# When does a puppy "blow" it's coat



## kristiekellogg (Feb 1, 2006)

I've heard from some people that a Maltese will "blow" it's puppy coat, and then a better coat will start to grow. Is this true? If so, when does this usally happen. Kea has a cottonish coat, and I would like to see it become a little more silky. I'm just wondering if this really does happen???
Aloha,
Kristie & Kea


----------



## Cosy (Feb 9, 2006)

It's not very often a pup will "blow coat". Usually the puppy coat gradually changes and the coat can change again throughout life depending on hormones, illnesses and age.


----------



## LMJ (Feb 16, 2006)

I'm not sure what "blow the coat" means, but Jeffery had a period where his hair was terrible and I couldn't keep up with the matts. He was about 10 months old when this happened. I ended up having to cut all of his hair off and start from scratch. In the picture below, the one with the red neckerchief is the day we cut him. That was back in February. His hair has grown out very nicely. The picture right above the one with short hair is from a few weeks ago.


----------



## kristiekellogg (Feb 1, 2006)

I ask this because one day at the vet I ran into another lady there who had a small Pekinese. She said that her puppy didn't have it's adult coat yet. I asked her what it meant, and she said when long hair dogs reach a certain age, they get an adult coat.

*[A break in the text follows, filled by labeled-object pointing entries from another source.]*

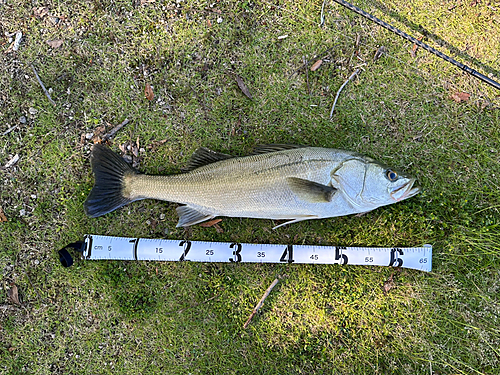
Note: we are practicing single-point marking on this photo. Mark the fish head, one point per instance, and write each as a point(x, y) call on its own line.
point(368, 184)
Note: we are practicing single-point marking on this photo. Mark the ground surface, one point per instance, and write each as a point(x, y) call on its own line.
point(415, 112)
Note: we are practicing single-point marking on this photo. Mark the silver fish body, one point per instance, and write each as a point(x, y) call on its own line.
point(279, 182)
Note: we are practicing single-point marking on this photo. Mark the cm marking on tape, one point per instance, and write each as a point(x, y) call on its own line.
point(97, 247)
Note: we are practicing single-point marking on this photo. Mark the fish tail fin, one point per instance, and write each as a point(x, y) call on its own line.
point(111, 173)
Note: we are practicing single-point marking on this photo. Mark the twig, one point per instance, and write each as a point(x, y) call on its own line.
point(307, 75)
point(43, 87)
point(322, 14)
point(36, 291)
point(261, 302)
point(338, 92)
point(115, 130)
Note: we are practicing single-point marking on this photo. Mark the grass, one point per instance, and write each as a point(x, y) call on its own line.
point(148, 318)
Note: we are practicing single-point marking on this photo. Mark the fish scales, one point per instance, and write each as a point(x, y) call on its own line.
point(285, 182)
point(257, 183)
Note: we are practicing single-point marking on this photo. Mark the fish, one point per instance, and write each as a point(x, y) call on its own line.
point(278, 182)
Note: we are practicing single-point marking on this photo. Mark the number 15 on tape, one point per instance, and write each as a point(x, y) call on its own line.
point(122, 248)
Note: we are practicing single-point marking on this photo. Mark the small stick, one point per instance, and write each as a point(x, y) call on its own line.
point(307, 75)
point(9, 130)
point(261, 302)
point(43, 87)
point(338, 92)
point(322, 14)
point(116, 129)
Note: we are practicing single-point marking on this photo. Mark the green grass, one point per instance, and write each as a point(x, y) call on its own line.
point(180, 318)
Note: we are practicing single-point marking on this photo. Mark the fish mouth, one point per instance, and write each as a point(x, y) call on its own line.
point(405, 191)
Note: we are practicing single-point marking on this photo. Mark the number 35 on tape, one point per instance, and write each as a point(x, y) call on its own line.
point(121, 248)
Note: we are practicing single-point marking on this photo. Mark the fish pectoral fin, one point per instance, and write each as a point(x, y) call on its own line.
point(204, 156)
point(300, 218)
point(311, 191)
point(189, 216)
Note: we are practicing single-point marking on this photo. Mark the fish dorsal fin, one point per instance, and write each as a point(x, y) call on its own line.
point(311, 191)
point(264, 149)
point(204, 156)
point(189, 216)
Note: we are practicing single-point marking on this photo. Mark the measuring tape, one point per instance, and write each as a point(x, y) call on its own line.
point(95, 247)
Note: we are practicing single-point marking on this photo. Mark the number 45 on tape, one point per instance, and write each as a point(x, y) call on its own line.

I'm just a little confused because Kea's hair always looks the same to me.


----------



## Luvmalts<3 (Feb 12, 2006)

Well, I don't know anyting about their coat changing, but I just wanted to say your girl is darling! She's soo pretty.


----------



## Cosy (Feb 9, 2006)

Ohhhhh, well dogs like pekes definitely blow coat. If they are in warm weather for long they will blow coat. Pups will shed their coat to get that nice thick adult coat and undercoat pekes have. Maltese, on the otherhand, only have a single layered coat..no undercoat. Their coat may change texture or get wavy with time but they don't normally lose their coats like pekes, poms, etc.


----------



## kristiekellogg (Feb 1, 2006)

> Well, I don't know anyting about their coat changing, but I just wanted to say your girl is darling! She's soo pretty.
> 
> 
> 
> ...


THANK YOU! Kea is the love of my life!



> Ohhhhh, well dogs like pekes definitely blow coat. If they are in warm weather for long they will blow coat. Pups will shed their coat to get that nice thick adult coat and undercoat pekes have. Maltese, on the otherhand, only have a single layered coat..no undercoat. Their coat may change texture or get wavy with time but they don't normally lose their coats like pekes, poms, etc.[/B]

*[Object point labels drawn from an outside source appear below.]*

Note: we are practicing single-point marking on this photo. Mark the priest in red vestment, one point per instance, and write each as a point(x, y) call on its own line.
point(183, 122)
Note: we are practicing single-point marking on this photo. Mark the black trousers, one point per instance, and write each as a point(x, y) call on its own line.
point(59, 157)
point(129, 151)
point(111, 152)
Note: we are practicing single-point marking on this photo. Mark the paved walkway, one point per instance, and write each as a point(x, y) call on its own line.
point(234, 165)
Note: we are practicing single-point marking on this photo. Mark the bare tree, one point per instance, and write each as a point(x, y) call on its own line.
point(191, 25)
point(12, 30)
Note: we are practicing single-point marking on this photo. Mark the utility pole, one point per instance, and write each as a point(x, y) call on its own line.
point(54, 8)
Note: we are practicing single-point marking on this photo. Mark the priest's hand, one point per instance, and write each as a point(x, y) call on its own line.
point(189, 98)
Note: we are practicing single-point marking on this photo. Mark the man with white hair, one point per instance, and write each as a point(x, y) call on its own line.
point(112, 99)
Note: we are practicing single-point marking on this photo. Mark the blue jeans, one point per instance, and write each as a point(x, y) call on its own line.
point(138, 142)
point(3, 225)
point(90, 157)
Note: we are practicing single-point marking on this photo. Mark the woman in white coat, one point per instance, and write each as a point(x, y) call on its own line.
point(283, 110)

OHHH...okay thank you! The lady at the vet said my Kea would do the same thing. Guess I shouldn't believe everything I hear








THANKS for all the help!


----------



## dolcevita (Aug 3, 2005)

I'm confused, because my groomer said that if Dolce had her hair cut short or clipper-cut while she's transitioning to an adult coat, then the cottony puppy coat would never go away. Has anyone ever heard that?

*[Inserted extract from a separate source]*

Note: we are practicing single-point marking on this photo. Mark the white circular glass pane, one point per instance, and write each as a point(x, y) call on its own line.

I don't know if Dolce is blowing coat or what, but in the past 2 weeks, her hair has been impossible. She gets tangles and matts so easily now; even though I brush every day, I can't keep up with it. I wanted to cut it short, but the groomer has me afraid that if I do, then she'll never get her adult coat. It doesn't make sense to me, but I'm paranoid just the same. Maybe she's thinking of breeds like peeks and poms?


----------



## Furbaby's Mommie (Jul 10, 2004)

Maltese don't "shed", so it follows that they can't "BLOW" their coat. The changes will be very gradual, like a human baby's hair changing.


----------



## Maltese Please (Apr 20, 2006)

*It is true that the single coated, human-hair-like maltese does not "blow a coat" but they do go through what some call a "COAT TRANSITION" - I have found it to be around 4-6 months but sometimes later. It is when maltese SOMETIMES (not always) get more dense or less dense hair growing from the roots to about 1 inch past the roots where the hair connects to the body. During this time, especially if you have a heavy silk or more cotton-coated maltese... you will see dozens of tiny little knots forming where the "old longer hair" meets the "new, growing hair. This may or may NOT be a different texture, but you will be able to tell by how the new hair seems more silky or cottony or even WAVY, close to the skin. The best thing to do is to brush VERY carefully first and then use a coarse comb, and finally a fine comb... to keep up with the change. If you survive the mats during this time haha, most furbabies seem to have silkier hair as a result. I know this happened with my Snow White and she has a heavy silk coat (more dense instead of baby fine like Mickey Mouse's puppy coat.) Also the final product will hang longer, straighter, and silkier usually.

If you have other questions, let me know because there are certain things you can do like keeping the har hydrated during this time to avoid issues. Hope this helps!*


----------



## dolcevita (Aug 3, 2005)

Is it true that if you cut the hair short or shave it during the transition time that the silkier adult hair will never come in? I think Dolce is at the transition stage, because in the past 2 weeks her hair has been very difficult to manage and she seems to get mats overnight. She has a bunch of mats right now, and I'm afraid the groomer is going to have to shave her. It breaks my heart, because her long hair is so pretty.


----------